Korea Investors Service has downgraded the short-term bond and commercial paper credit ratings of Korea Rental from A3 to A3-.


According to Korea Investors Service on December 22, the reasons for the downgrade include: ▲ declining profitability due to sluggish operating performance in the domestic rental sector and increased fixed and financial costs; ▲ deterioration of financial stability resulting from the burden of group support and business expansion; and ▲ continued expectations of heavy financial burdens.


First, Korea Investors Service pointed out, "Within the domestic rental segment, the underperformance of aerial work platforms, measuring instruments, and imaging equipment continues," adding, "Despite the decline in utilization rates of rental assets, operating expenses such as depreciation remain high, and a recent surge in borrowings has led to increased interest expenses, weakening the company's ability to service interest payments."


While the recent increase in the proportion of installment sales is expected to improve accounting-based operating results, Korea Investors Service analyzed that this is due to accounting characteristics and is unlikely to lead to a substantial improvement in actual cash generation in the short term.
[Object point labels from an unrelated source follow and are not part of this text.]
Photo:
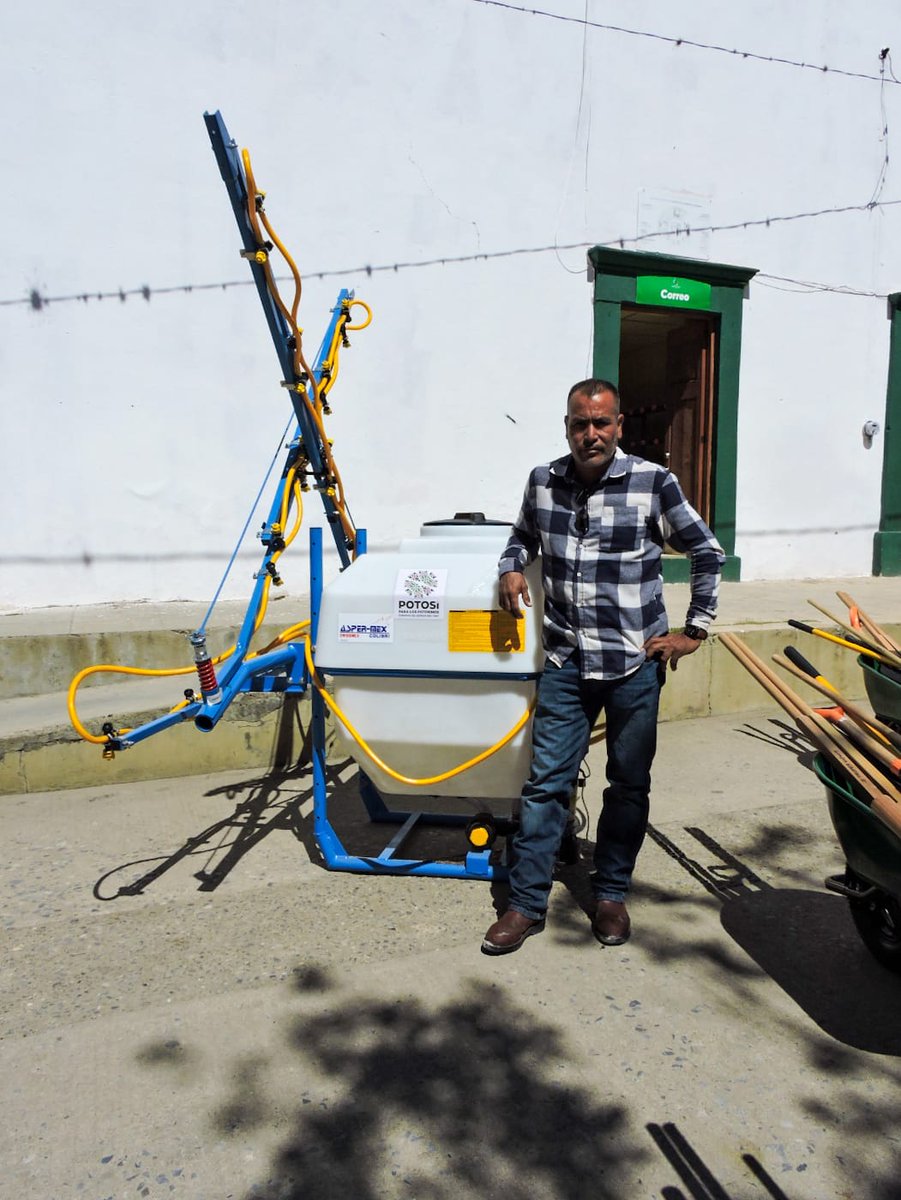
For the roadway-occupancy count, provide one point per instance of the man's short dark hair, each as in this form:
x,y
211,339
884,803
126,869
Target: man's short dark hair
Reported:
x,y
590,388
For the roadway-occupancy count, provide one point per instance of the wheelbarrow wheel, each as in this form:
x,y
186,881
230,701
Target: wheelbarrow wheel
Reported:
x,y
878,923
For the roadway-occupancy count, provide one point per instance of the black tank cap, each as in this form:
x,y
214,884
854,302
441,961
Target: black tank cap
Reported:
x,y
468,519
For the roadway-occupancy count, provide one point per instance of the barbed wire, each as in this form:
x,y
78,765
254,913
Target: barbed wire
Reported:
x,y
686,41
37,300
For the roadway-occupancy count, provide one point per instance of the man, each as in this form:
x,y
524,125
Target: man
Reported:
x,y
600,519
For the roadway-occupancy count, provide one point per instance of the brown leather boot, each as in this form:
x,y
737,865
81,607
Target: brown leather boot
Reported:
x,y
611,924
509,933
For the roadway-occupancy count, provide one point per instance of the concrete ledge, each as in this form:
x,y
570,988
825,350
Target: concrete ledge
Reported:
x,y
258,731
41,652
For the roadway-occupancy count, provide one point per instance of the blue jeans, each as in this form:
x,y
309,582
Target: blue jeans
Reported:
x,y
566,709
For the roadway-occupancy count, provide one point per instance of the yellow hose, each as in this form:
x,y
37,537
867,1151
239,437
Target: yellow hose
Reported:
x,y
379,762
314,408
292,487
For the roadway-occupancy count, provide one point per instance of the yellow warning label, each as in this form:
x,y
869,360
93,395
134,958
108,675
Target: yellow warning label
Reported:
x,y
485,631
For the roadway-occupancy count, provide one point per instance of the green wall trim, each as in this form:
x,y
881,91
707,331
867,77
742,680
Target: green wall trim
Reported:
x,y
616,271
886,544
887,553
632,263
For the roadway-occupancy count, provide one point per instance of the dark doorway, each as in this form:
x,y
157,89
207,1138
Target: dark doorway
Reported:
x,y
667,381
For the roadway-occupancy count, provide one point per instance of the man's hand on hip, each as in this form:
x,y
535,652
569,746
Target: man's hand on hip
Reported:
x,y
670,648
510,588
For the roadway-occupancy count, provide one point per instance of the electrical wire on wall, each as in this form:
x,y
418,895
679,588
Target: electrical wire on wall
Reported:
x,y
37,301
Korea Investors Service also highlighted that Korea Rental's financial stability has significantly deteriorated due to the burden of supporting its parent company, Dream Security, and increased funding needs for new business investments. On a standalone basis, Korea Rental's borrowings rose sharply from 180.3 billion won at the end of 2023 to 307.5 billion won at the end of September this year. Over the same period, the debt ratio soared from 152% to 276%.


Finally, Korea Investors Service stated, "Korea Rental is investing in rental assets at a scale equivalent to its annual EBITDA to maintain its business base," and added, "With capital expenditures increasing due to recent interest and dividend payments, the ongoing burden of recurring rental asset investments is constraining cash flow, and heavy financial pressure is expected to persist for the time being."


Korea Investors Service plans to closely monitor trends in the profitability of new rental businesses and the burden of financial support for the parent company going forward.